カトリック教会のトップとして12年余り在位し、イースター(復活祭)翌日の先月21日に、88歳で死去したローマ教皇フランシスコ。訃報が伝えられると、世界各地からその死を惜しむ声が上がり、バチカン(教皇庁)で行われた葬儀には、世界各国の首脳や要人を含め計約40万人が集まった。
日本国内でも、教派を問わず哀悼の意を示す声が相次いだ。以下に、カトリック教会以外の教派や団体が発表したメッセージや書簡などを紹介する。
日本聖公会
日本聖公会は、主教会と上原榮正首座主教の名義で、日本カトリック司教協議会に宛てたメッセージを発表。教皇は世界中の人々の平和と人権を大切にしてきたとし、「その明確なリーダーシップに日本聖公会主教会からも心から感謝申し上げます」と伝えた。その上で、「『仕えるもの』になり、仕えることに徹するという教皇の祈りを、日本聖公会も大切にして歩んでいきたいと願っています」とした。
日本福音ルーテル教会
日本福音ルーテル教会も永吉秀人総会議長の名義で、日本カトリック司教協議会に宛てたメッセージを発表した。教皇は世界平和と命の尊厳を守るために尽力するとともに、世界のキリスト教会の一致と協力にも多大な貢献をしてきたとし、感謝の意を表明。「今年の復活祭メッセージで教皇フランシスコが呼びかけられたように、私たち日本福音ルーテル教会もまた、平和を実現する希望に立ち返り、希望と他者への信頼を取り戻すことを望みつつ、歩んでまいりたいと思います」とした。
救世軍
救世軍は、「(教皇は)神と教会、そして世界への模範的かつ誠実な奉仕によって、永く記憶されることでしょう」と伝える万国本営(国際本部)のニュース配信(日本語訳)をホームページに掲載した。
救世軍万国総督のリンドン・バッキンガム大将はこの中で、教皇は神の慈しみに重きを置き、環境保全に献身し、貧しく弱い立場の人々に深い配慮を示してきたとし、これらを「偉大で永続する遺産」だと評価。宗教間対話にも揺るぎない姿勢で取り組んでいたとし、感謝の意を示した。
また、救世軍とカトリック教会間の協力や、教皇自身の救世軍との個人的な関わり、2019年にバチカンで行われた救世軍代表団と教皇との会談にも触れ、「救世軍は教皇の励ましと祝福に深く感謝しています」と伝えた。
日本キリスト教協議会
日本キリスト教協議会(NCC)は、吉髙叶議長、大嶋果織総幹事の名義で、日本カトリック司教協議会会長の菊地功枢機卿に宛てた書簡をホームページに掲載した。

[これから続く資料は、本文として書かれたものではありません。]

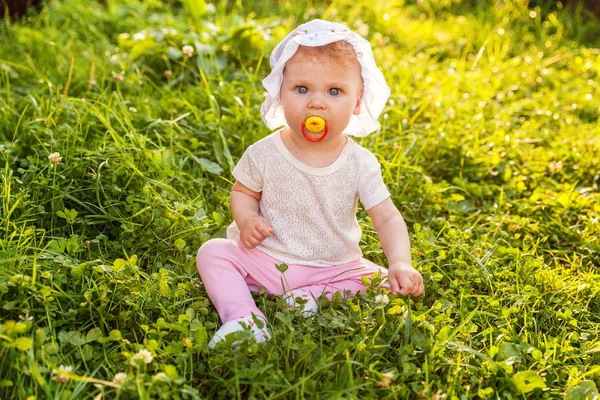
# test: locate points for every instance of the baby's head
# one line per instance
(327, 54)
(321, 90)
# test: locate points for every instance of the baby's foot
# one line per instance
(248, 321)
(309, 308)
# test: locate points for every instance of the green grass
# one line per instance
(489, 146)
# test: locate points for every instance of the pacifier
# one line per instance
(314, 124)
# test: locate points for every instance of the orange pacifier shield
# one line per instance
(314, 124)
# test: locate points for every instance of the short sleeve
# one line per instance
(371, 189)
(247, 171)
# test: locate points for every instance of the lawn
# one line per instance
(117, 147)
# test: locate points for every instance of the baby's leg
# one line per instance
(229, 271)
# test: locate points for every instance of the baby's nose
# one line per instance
(316, 103)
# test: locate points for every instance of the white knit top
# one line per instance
(312, 210)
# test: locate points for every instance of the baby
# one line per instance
(295, 197)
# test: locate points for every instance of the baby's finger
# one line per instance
(406, 285)
(417, 286)
(248, 244)
(264, 229)
(394, 284)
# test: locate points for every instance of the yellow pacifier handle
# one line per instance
(315, 124)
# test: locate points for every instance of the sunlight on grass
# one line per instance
(120, 124)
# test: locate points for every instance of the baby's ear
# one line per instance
(357, 107)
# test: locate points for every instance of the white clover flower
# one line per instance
(59, 374)
(118, 77)
(187, 51)
(143, 355)
(54, 158)
(382, 299)
(120, 378)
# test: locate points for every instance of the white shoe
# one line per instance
(247, 322)
(309, 308)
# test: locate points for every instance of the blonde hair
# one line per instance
(341, 53)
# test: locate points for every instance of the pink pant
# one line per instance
(230, 271)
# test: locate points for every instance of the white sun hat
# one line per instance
(319, 33)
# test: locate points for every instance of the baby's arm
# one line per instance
(244, 207)
(393, 236)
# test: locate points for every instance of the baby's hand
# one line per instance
(255, 231)
(404, 279)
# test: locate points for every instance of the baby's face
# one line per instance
(314, 84)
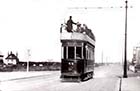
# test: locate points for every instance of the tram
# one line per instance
(77, 56)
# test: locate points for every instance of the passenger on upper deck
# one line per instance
(69, 24)
(79, 28)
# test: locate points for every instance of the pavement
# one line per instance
(7, 76)
(124, 84)
(130, 84)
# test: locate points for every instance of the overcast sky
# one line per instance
(35, 24)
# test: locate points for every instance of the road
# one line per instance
(106, 78)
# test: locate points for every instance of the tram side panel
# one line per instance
(75, 66)
(89, 59)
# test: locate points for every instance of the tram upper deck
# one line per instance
(81, 33)
(77, 36)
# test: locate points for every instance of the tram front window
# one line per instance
(70, 52)
(78, 52)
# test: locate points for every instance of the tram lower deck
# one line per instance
(77, 60)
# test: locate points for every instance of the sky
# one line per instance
(35, 25)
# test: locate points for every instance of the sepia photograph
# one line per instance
(69, 45)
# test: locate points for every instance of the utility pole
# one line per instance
(28, 52)
(125, 44)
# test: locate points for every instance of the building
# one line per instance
(11, 59)
(1, 59)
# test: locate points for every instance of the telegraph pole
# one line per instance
(125, 44)
(28, 50)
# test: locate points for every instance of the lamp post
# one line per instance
(125, 45)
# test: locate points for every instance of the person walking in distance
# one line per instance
(69, 24)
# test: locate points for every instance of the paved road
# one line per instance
(106, 78)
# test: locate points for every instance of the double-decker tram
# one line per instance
(77, 51)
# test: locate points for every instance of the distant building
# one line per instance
(11, 59)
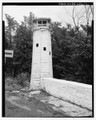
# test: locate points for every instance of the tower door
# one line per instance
(45, 53)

NCCには、日本聖公会や日本福音ルーテル教会のほか、日本最大のプロテスタント教団である日本基督教団や日本バプテスト連盟など、計31の教団(教会)や団体が加盟している。
書簡は、2019年の来日時に教皇が広島と長崎で発した「核なき世界」に向けたメッセージなどに言及。「(教皇は)宗教や文化を超えた対話の実現に向けて橋を架けてくださいました。また、教会がより開かれた、全ての人を迎え入れる共同体となることを願って、私たちにさまざまな問いを投げかけ、諦めないで対話を続けていくことの重要性を教えてくださいました」と伝えた。
その上で、搾取と抑圧がやまず、対立と分断が深まる世界の中で、教皇は方向性を示したと強調。「私たちもまた、フランシスコ聖下が示された正義と平和の実現に向けてのたゆまぬ努力の姿勢を受け止め、キリストの体として共に歩む道を求めてまいります」とした。